Additional benchmarks #62

warpfork · 2020-08-12T18:37:36Z

This PR contains a variety of new and extended benchmarks.

Existing benchmarks were moved to standardized benchmark names and standardized tables for parameters -- This is useful if we want to do charting (which will indeed be discussed later in the PR comment! Just hang on).

Set vs Fill benchmarks are introduced. Fill benchmarks (already existed, but renamed) measure how long it takes to create an entire hamt of some size; the Set benchmarks do an additional 1000 operations on top of an already created hamt, which offers more insight into costs of operations at particular scales.

Many new stats are tracked, using the now-standard ReportMetric feature:

bytes per entry (both as counted as reachable by the hamt, and also as counted as present in the blockstore)
blocks created per entry
numbers of get and put events on the blockstore
and more!
Some histograms are also available, but are commented out, as I haven't yet found a pleasing way to present them.
Some tests exist in both bulk flush and individual flush modes, which produce interestingly different statistics.

The mockBlocks type was extended to add accounting for many of these statistics. (We can imagine using this in the future to make more tests asserting, for example, the number of get and put events expected for some operation. That's left for future work, however.)

Now, for some selected results!

I charted these using https://github.com/cep21/benchdraw . Instructions for reproducing these can be found in the comments in the diff body.

First of all: the number of blocks created in the blockstore per entry placed into a hamt during the Fill test: is... random?

The reason for this appears to be that creation of subshards during value insertion will unconditionally and immediately Put to the blockstore. (This might be a bit surprising, since almost every other logical branch that value insertion and update can take will mutate cache nodes, and not immediately do a Put.)

This seems like it could represent a lot of unnecessary garbage block creation. However, this may vary by workloads: if a workload can't bulk its writes anyway, this may simply not matter in practice. (I don't have a lot of information about workloads right now.)

Get events to perform a lookup: larger bitwidth parameters need fewer get events. Larger hamts need slowly more gets, of course. No big surprises here. (I like no surprises.)

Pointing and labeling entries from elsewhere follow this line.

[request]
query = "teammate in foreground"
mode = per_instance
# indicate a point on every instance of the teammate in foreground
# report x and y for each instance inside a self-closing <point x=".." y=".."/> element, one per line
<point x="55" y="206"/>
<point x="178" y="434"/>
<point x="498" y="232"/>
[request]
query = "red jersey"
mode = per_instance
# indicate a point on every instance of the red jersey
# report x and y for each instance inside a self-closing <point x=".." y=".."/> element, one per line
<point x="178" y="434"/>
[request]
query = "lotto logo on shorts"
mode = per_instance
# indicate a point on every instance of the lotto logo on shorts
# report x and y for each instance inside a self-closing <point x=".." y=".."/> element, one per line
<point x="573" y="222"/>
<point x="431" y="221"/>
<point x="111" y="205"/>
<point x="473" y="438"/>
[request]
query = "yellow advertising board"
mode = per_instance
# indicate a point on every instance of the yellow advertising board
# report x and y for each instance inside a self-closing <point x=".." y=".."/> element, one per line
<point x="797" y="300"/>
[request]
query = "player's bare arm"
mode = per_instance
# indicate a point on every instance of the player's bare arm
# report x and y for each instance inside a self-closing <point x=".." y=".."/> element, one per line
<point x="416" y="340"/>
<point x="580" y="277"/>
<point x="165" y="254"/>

The number of addtional blocks created during inserting entries: is also higher for smaller bitwdiths. Larger hamts also need slowly more blocks. This is also simple good confirmatory news: it scales reasonably nicely.

More benchmarks could be useful in the future. In particular I'm very aware that these are benchmarking synthetic operations; more information about actual workloads could result in much more interesting benchmarks. But hopefully these are useful, and have useful outlines of how to do yet more in the future.

…e charting; introduce Set vs Fill benchmarks; report bytes/entry and blocks/entry.

Do flush explicitly. It is necessary in this library's API. Started measuring byte size in another, more direct mechanism. There's a significant difference between the two forms of measurement (the checkSize method gives much flatter results than the look at the blockstore does!); I don't yet understand why this is or what significance it might (or might not) have. BenchmarkSet now has two variants: bulk flush and individual flush. The behavior in terms of how many new blocks are created varies markedly, as you'd expect. Include more bitsizes. I want to gather enough datapoints to draw interesting charts. Surely we'll expect to see some predictable change in the scaling curves across this dimension? Histograms of the sizes of blocks that appear in storage are now available. I've commented them back out after making some observations; they produce quite a lot of noise in output.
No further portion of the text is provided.